In an alternating current circuit a voltage source V = 100 sin (100 pit), a resistance of 10 ohm and an inductance of 1/(10 pi) henry, all are connected in series. Find out the power dissipated in the circuit: (1) 300 watt (2) 400 watt (3) 500 watt (4) 250 watt'

Answer 1

Series R L circuit.  with AC  voltage source.

V = 100 Sin (100π t)
     ω = 100 π  rad/sec        => f = ω/2π = 50 Hz

   R = 10 Ω  ,          L = 0.1/π Henry  
  X_L = inductive reactance = ω L = 100π 0.1/π = 10 Ω

   Z = impedance in the circuit =  √[ R² + X_L² ] = √[10²+10²] = 10√2 Ω

  V_rms = V_max / √2  =  100/√2  volts 
  I_rms = V_rms / Z  = 100/(√2 10√2) = 5 Amperes

  Power discharged by the voltage source =  V_rms  I_rms =  500/√2  VA
             (all this power is not lost.. energy in Inductor is not lost)
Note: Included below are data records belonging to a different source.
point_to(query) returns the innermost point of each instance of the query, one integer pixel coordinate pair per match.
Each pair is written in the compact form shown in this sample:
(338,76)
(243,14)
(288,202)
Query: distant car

  Real power discharged (dissipated) by the resistor as heat = I_rms² R
                   = 5² * 10 = 250 Watts

Alternately:

  TanФ = phase difference between currents in L and R:  X_L / R  = 1
       Ф = π/4
  Cos Ф = power factor =   Cos π/4 = 1/√2

   Real power = Reactive power * power factor = 500/√2 VA * cosФ = 250 Watts
 
Power is stored and then released alternately in the inductor... Dissipation takes place only in  the resistor in all RLC circuits.